En premier lieu, on identifie les tâches nécessitant de la concentration ou ne devant pas être interrompues, par exemple le calcul de dose, la préparation des médicaments. Il faut ensuite repenser l’organisation autour de ces tâches en fonction des différents services : réanimation, gérontologie, etc. Une réflexion doit être engagée afin que ces dernières soient justement protégées, préservées. En revanche, il faut réorganiser la disponibilité des agents en redistribuant les tâches et en informant les patients ainsi que leurs proches.

Quels moyens peuvent être employés pour que ces tâches soient respectées ?

Le respect de la tâche par tout le monde passe par la mise en place de moyens de signalisation : salles de soins fermées pendant la préparation, panonceaux « ne pas déranger soins en cours », port d’un gilet ou d’un brassard de couleur. Le choix de la solution doit tenir compte de l’organisation du service et de la culture de toute l’équipe, y compris médicale. Cette démarche nécessite l’adhésion de l’équipe et un soutien institutionnel.

Que faire en cas de nécessité d’interrompre tout de même la tâche ?

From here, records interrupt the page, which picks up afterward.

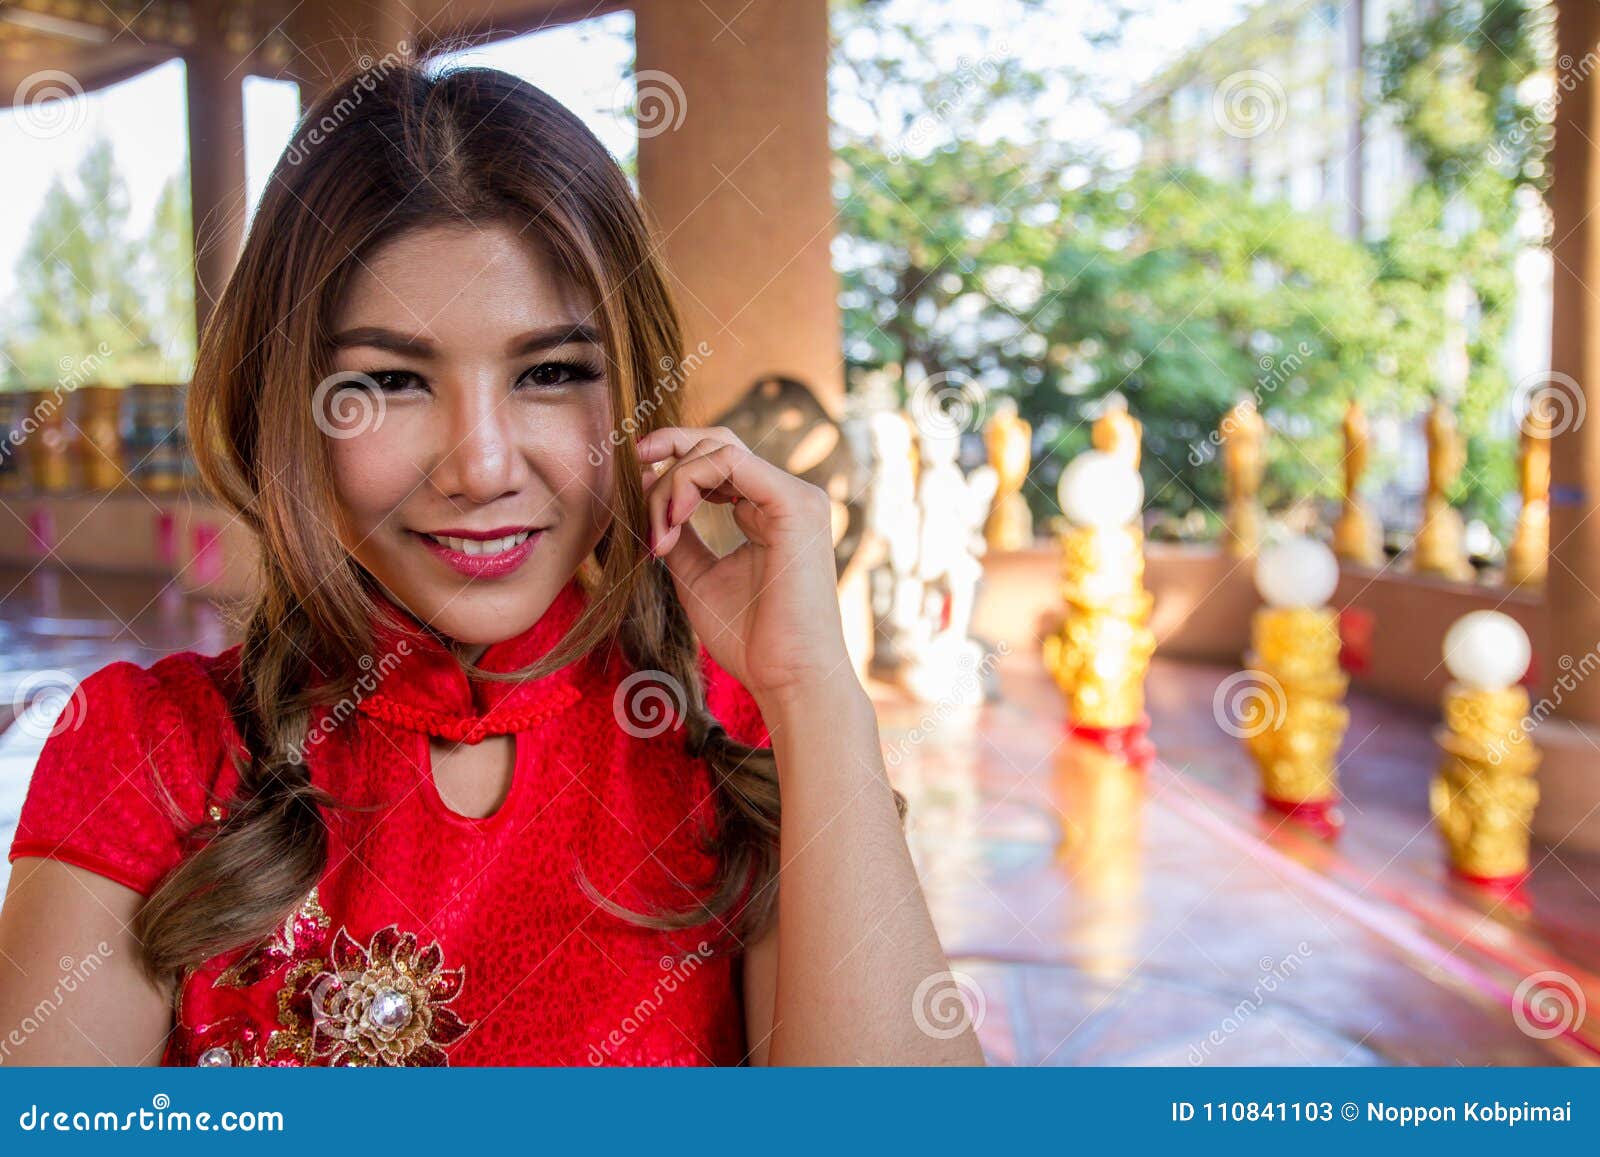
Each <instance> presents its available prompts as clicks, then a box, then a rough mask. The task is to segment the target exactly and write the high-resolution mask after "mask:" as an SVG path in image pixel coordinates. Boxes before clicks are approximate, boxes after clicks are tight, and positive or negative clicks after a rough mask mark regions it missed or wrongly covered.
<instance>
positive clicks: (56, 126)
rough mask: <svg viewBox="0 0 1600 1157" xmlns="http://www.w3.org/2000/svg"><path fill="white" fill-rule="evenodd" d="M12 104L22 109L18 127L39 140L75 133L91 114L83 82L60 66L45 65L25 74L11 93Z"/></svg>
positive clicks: (28, 134) (23, 130)
mask: <svg viewBox="0 0 1600 1157" xmlns="http://www.w3.org/2000/svg"><path fill="white" fill-rule="evenodd" d="M11 107H13V109H18V110H19V114H18V118H16V123H18V128H21V130H22V133H24V134H27V136H32V138H34V139H37V141H50V139H53V138H58V136H62V134H66V133H72V131H75V130H77V128H82V126H83V123H85V120H86V118H88V101H85V99H83V85H80V83H78V78H77V77H74V75H72V74H70V72H62V70H61V69H43V70H40V72H30V74H29V75H26V77H22V83H21V85H18V86H16V91H14V93H13V94H11Z"/></svg>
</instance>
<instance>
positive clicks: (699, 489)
mask: <svg viewBox="0 0 1600 1157" xmlns="http://www.w3.org/2000/svg"><path fill="white" fill-rule="evenodd" d="M706 445H707V443H704V442H702V443H698V446H696V448H698V450H704V446H706ZM733 453H736V450H734V448H733V446H728V445H718V446H714V448H712V450H709V451H704V453H701V454H699V456H698V458H685V459H682V461H678V462H675V464H674V466H672V469H670V470H667V472H666V474H664V475H662V480H661V482H658V483H656V485H654V486H651V491H650V494H648V496H646V498H645V502H646V506H648V507H650V526H651V549H653V550H654V552H656V554H658V555H659V554H664V552H666V550H670V549H672V547H674V544H675V542H677V541H678V536H677V528H678V526H682V525H683V523H686V522H688V520H690V518H691V517H693V515H694V510H698V509H699V507H701V502H704V501H706V499H710V501H715V502H730V501H734V499H736V498H738V496H739V494H738V490H736V488H734V486H733V485H731V480H730V474H731V461H730V459H731V456H733Z"/></svg>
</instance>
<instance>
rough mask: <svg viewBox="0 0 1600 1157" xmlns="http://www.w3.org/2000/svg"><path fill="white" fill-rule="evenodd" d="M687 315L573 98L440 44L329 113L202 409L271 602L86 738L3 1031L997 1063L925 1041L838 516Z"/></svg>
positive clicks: (322, 104)
mask: <svg viewBox="0 0 1600 1157" xmlns="http://www.w3.org/2000/svg"><path fill="white" fill-rule="evenodd" d="M291 158H293V160H291ZM680 346H682V338H680V328H678V318H677V314H675V310H674V307H672V302H670V298H669V293H667V288H666V282H664V277H662V270H661V267H659V264H658V259H656V254H654V245H653V242H651V237H650V232H648V229H646V226H645V222H643V218H642V213H640V210H638V205H637V203H635V200H634V197H632V192H630V189H629V186H627V182H626V179H624V176H622V173H621V170H619V168H618V166H616V163H614V162H613V160H611V157H610V155H608V154H606V152H605V149H603V147H602V146H600V144H598V141H595V138H594V136H592V134H590V133H589V131H587V130H586V128H584V126H582V125H581V123H579V122H578V120H576V118H574V117H573V115H571V114H570V112H568V110H566V109H563V107H562V106H560V104H557V102H555V101H552V99H550V98H549V96H546V94H544V93H541V91H539V90H536V88H533V86H531V85H526V83H522V82H518V80H515V78H512V77H509V75H504V74H499V72H493V70H485V69H462V70H454V72H445V74H434V72H429V70H424V69H421V67H411V66H405V67H395V69H390V70H389V72H386V74H382V75H371V74H370V75H365V77H362V78H358V80H357V82H355V83H349V85H339V86H334V90H331V91H330V94H328V96H325V98H323V99H322V101H320V102H318V104H317V106H315V107H312V109H310V110H309V112H307V115H306V118H304V120H302V123H301V128H299V133H298V136H296V141H294V142H293V144H291V147H290V149H288V150H286V152H285V158H283V160H280V163H278V168H277V171H275V173H274V176H272V181H270V184H269V187H267V192H266V195H264V198H262V202H261V206H259V210H258V213H256V218H254V222H253V226H251V230H250V237H248V242H246V245H245V250H243V254H242V256H240V261H238V266H237V269H235V272H234V275H232V278H230V282H229V286H227V290H226V293H224V294H222V298H221V299H219V301H218V304H216V309H214V312H213V317H211V320H210V323H208V326H206V331H205V336H203V339H202V346H200V355H198V360H197V365H195V378H194V384H192V389H190V397H189V427H190V440H192V445H194V453H195V459H197V462H198V467H200V470H202V475H203V477H205V480H206V483H208V485H210V486H211V488H213V490H214V491H216V493H218V494H219V498H221V499H222V501H224V502H226V504H227V506H229V507H230V509H232V510H234V512H235V514H237V517H238V518H242V520H243V522H245V523H246V525H248V526H250V528H251V530H253V531H254V533H256V534H258V538H259V542H261V562H262V571H264V584H262V591H261V594H259V599H258V600H256V602H254V605H253V607H251V608H250V616H248V621H246V624H245V631H243V643H242V645H240V647H235V648H232V650H230V651H226V653H224V655H221V656H200V655H194V653H181V655H176V656H170V658H166V659H162V661H160V663H155V664H152V666H149V667H139V666H134V664H128V663H118V664H112V666H109V667H104V669H101V671H98V672H94V674H93V675H91V677H90V679H86V680H85V682H83V685H82V688H80V695H82V704H80V706H82V711H80V712H77V715H75V717H74V720H72V723H74V725H72V727H67V728H62V730H59V733H58V735H54V736H53V738H51V739H50V741H48V744H46V747H45V751H43V754H42V759H40V763H38V767H37V770H35V773H34V779H32V783H30V789H29V795H27V802H26V803H24V808H22V816H21V823H19V827H18V835H16V842H14V843H13V847H11V858H13V859H14V864H16V867H14V872H13V880H11V887H10V891H8V896H6V901H5V909H3V912H0V960H3V962H8V963H5V965H0V967H3V968H6V970H8V973H10V975H8V976H6V979H5V984H3V986H0V1024H8V1026H10V1024H18V1023H21V1021H22V1019H24V1018H30V1019H32V1021H34V1023H35V1024H37V1029H35V1031H34V1032H32V1034H26V1035H24V1039H22V1040H21V1043H11V1045H10V1047H8V1051H6V1055H5V1056H3V1058H0V1059H5V1061H8V1063H67V1064H72V1063H114V1064H133V1063H155V1061H163V1063H170V1064H603V1063H605V1064H736V1063H754V1064H835V1063H837V1064H856V1063H949V1064H965V1063H981V1055H979V1051H978V1047H976V1043H974V1039H973V1035H971V1032H960V1034H955V1035H952V1034H950V1032H947V1031H939V1032H923V1031H922V1029H920V1027H918V1024H926V1019H925V1018H923V1016H920V1015H918V1002H923V1003H926V992H928V986H930V984H934V986H938V984H941V983H942V973H944V970H946V968H947V965H946V962H944V957H942V954H941V949H939V943H938V938H936V935H934V931H933V927H931V922H930V919H928V912H926V906H925V903H923V898H922V893H920V890H918V885H917V879H915V874H914V871H912V864H910V859H909V856H907V850H906V843H904V839H902V835H901V827H899V815H898V799H896V795H894V792H893V791H891V787H890V786H888V781H886V778H885V773H883V765H882V762H880V755H878V738H877V728H875V722H874V715H872V707H870V704H869V701H867V696H866V695H864V691H862V688H861V687H859V683H858V682H856V679H854V677H853V674H851V667H850V663H848V659H846V653H845V645H843V637H842V627H840V618H838V607H837V600H835V592H834V560H832V549H830V536H829V509H827V501H826V499H824V496H822V494H821V493H819V491H818V490H814V488H813V486H808V485H805V483H802V482H798V480H797V478H794V477H790V475H787V474H784V472H782V470H779V469H778V467H774V466H770V464H766V462H765V461H762V459H760V458H758V456H755V454H754V453H752V451H750V450H747V448H746V446H744V445H741V443H739V442H738V440H736V438H733V437H731V435H730V434H728V432H726V430H715V429H686V427H682V426H678V424H677V421H678V410H680V397H678V386H680V384H682V382H680V378H678V374H677V373H675V370H677V363H678V357H680ZM619 430H627V432H629V434H626V435H621V434H619ZM635 435H637V437H635ZM707 501H709V502H720V504H730V506H731V507H733V517H734V520H736V522H738V525H739V526H741V530H742V531H744V534H746V538H747V541H746V544H744V546H741V547H739V549H738V550H734V552H731V554H730V555H726V557H722V558H718V557H715V555H714V554H712V552H710V550H709V549H707V547H706V546H704V542H702V541H701V539H699V538H698V534H696V533H694V530H693V528H691V526H690V525H688V520H690V517H691V515H693V514H694V510H696V509H699V507H701V504H704V502H707ZM696 640H698V642H696ZM779 799H781V800H782V808H779ZM69 957H70V959H72V960H74V962H88V960H90V959H93V960H94V967H93V970H86V968H85V967H83V963H77V965H75V967H74V970H72V979H74V983H72V984H70V986H67V987H69V991H67V992H66V994H64V992H62V970H64V968H66V959H69ZM42 1002H43V1003H42ZM45 1005H48V1007H50V1008H54V1007H58V1005H59V1015H54V1016H45V1018H40V1016H38V1010H40V1008H43V1007H45Z"/></svg>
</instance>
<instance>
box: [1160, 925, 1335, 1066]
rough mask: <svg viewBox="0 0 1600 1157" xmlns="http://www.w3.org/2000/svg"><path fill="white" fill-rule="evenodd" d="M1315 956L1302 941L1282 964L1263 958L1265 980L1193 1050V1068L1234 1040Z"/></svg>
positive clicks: (1282, 962) (1202, 1063)
mask: <svg viewBox="0 0 1600 1157" xmlns="http://www.w3.org/2000/svg"><path fill="white" fill-rule="evenodd" d="M1310 954H1312V947H1310V944H1307V943H1306V941H1301V943H1299V944H1296V946H1294V951H1293V952H1290V954H1288V955H1286V957H1283V959H1282V960H1274V959H1272V957H1261V960H1259V968H1261V976H1258V978H1256V986H1254V987H1253V989H1251V991H1250V995H1248V997H1245V999H1243V1000H1240V1002H1238V1003H1237V1005H1234V1010H1232V1011H1230V1013H1229V1015H1227V1016H1224V1018H1222V1023H1221V1024H1219V1026H1216V1027H1214V1029H1211V1031H1210V1032H1208V1034H1206V1035H1205V1040H1202V1042H1200V1043H1198V1045H1190V1047H1189V1064H1205V1061H1206V1058H1210V1056H1211V1050H1213V1048H1218V1047H1219V1045H1221V1043H1222V1042H1224V1040H1227V1039H1229V1037H1232V1035H1234V1034H1235V1032H1238V1031H1240V1029H1242V1027H1245V1023H1246V1021H1248V1019H1250V1018H1251V1016H1254V1015H1256V1013H1258V1011H1261V1007H1262V1005H1264V1003H1266V1002H1267V997H1270V995H1272V994H1274V992H1277V991H1278V986H1280V984H1283V983H1285V981H1288V979H1290V978H1291V976H1293V975H1294V973H1298V971H1299V968H1301V965H1302V963H1306V957H1309V955H1310Z"/></svg>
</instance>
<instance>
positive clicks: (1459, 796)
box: [1430, 683, 1539, 885]
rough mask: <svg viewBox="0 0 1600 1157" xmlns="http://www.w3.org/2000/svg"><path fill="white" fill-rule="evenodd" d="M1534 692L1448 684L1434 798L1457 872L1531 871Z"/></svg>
mask: <svg viewBox="0 0 1600 1157" xmlns="http://www.w3.org/2000/svg"><path fill="white" fill-rule="evenodd" d="M1526 719H1528V691H1526V690H1523V688H1522V687H1507V688H1498V690H1480V688H1470V687H1466V685H1462V683H1451V685H1450V688H1448V690H1446V691H1445V727H1442V728H1440V730H1438V731H1437V733H1435V741H1437V743H1438V746H1440V749H1442V751H1443V754H1445V755H1443V760H1442V762H1440V765H1438V775H1437V776H1435V779H1434V784H1432V791H1430V800H1432V805H1434V818H1435V819H1437V821H1438V831H1440V834H1442V835H1443V837H1445V845H1446V847H1448V848H1450V864H1451V867H1453V869H1454V872H1456V874H1458V875H1464V877H1467V879H1469V880H1474V882H1478V883H1491V885H1504V883H1515V882H1517V880H1520V879H1522V877H1523V875H1526V872H1528V829H1530V824H1531V823H1533V810H1534V807H1536V805H1538V802H1539V786H1538V784H1536V783H1534V779H1533V771H1534V768H1538V767H1539V749H1538V747H1534V746H1533V741H1531V739H1528V736H1526V733H1525V731H1523V722H1525V720H1526Z"/></svg>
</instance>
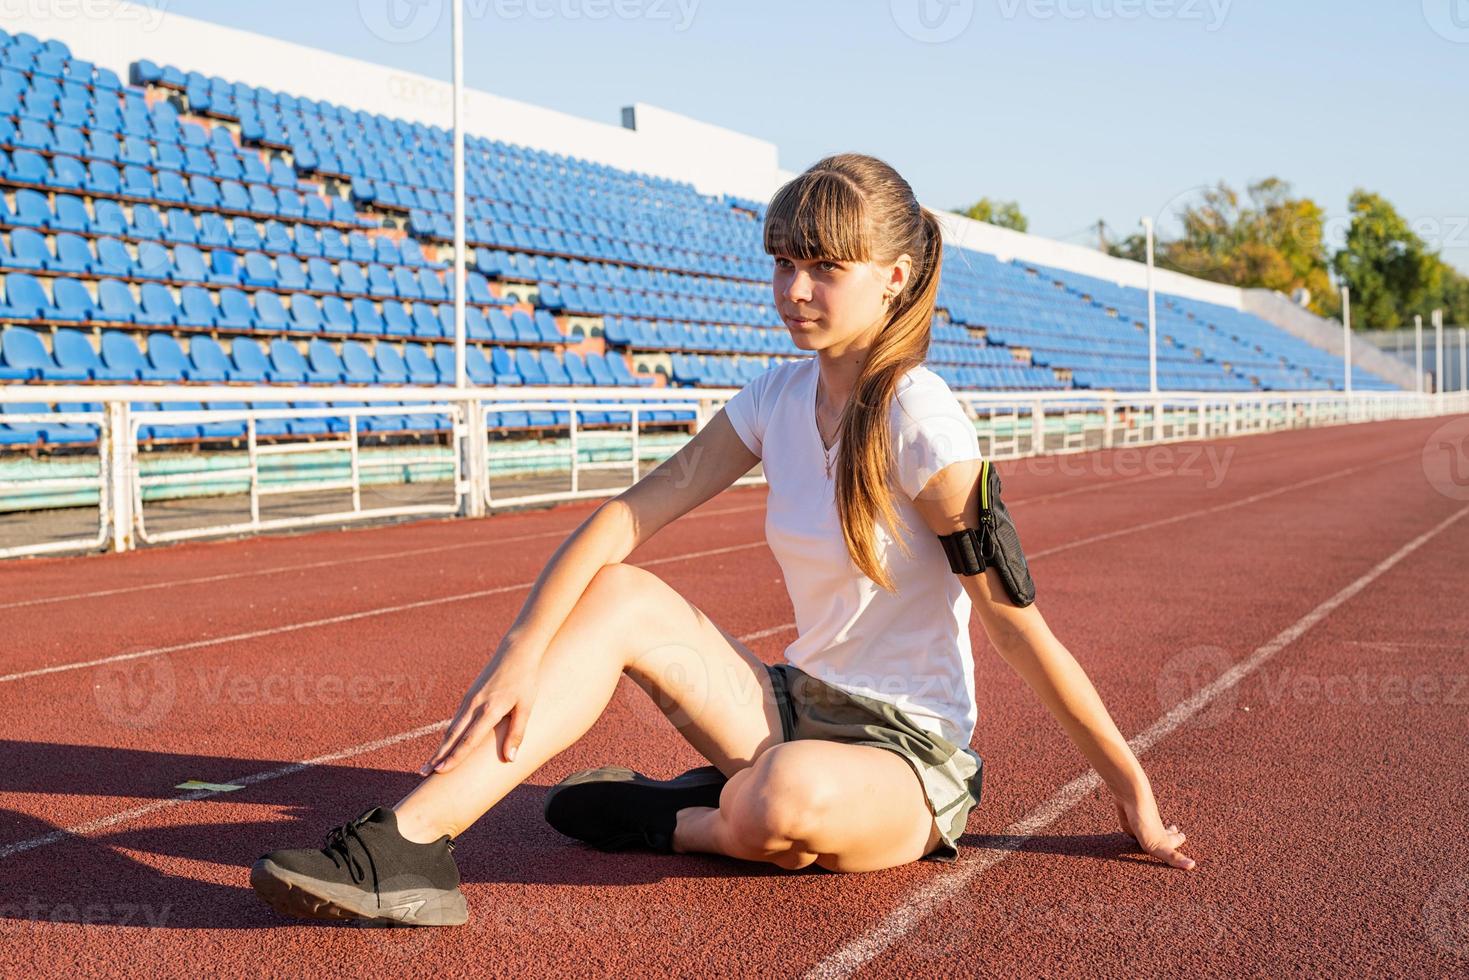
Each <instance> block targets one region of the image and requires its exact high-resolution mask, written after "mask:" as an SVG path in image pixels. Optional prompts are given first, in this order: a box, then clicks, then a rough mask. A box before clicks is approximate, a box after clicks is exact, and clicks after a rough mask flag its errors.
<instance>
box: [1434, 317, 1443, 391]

Dans ce cas, on préconise la « minute d’arrêt ». Si la personne ne se souvient pas de ce qu’elle faisait au moment de l’arrêt, elle reprend la procédure depuis le début. Autre possibilité : la personne à l’origine de l’interruption de la tâche vient rappeller au soignant qu’il a été interrompu. Cette démarche doit faire l’objet d’une véritable gestion de projet puisqu’elle touche à la culture sécurité. Sur le moyen terme, on peut néanmoins observer un impact sur la récurrence des causes des événements indésirables graves.

L’informatisation est-elle un facteur de sécurisation du circuit du médicament ?

Le système de prescription informatisé empêche l’erreur d’interprétation. Le fait qu’il y ait une traçabilité au fur et à mesure de l’administration du médicament et non pas après la tournée apporte une sécurité. Un élément déterminant en termes de sécurité serait l’utilisation de conditionnements unitaires permettant le contrôle de cohérence entre prescription et médicament à administrer.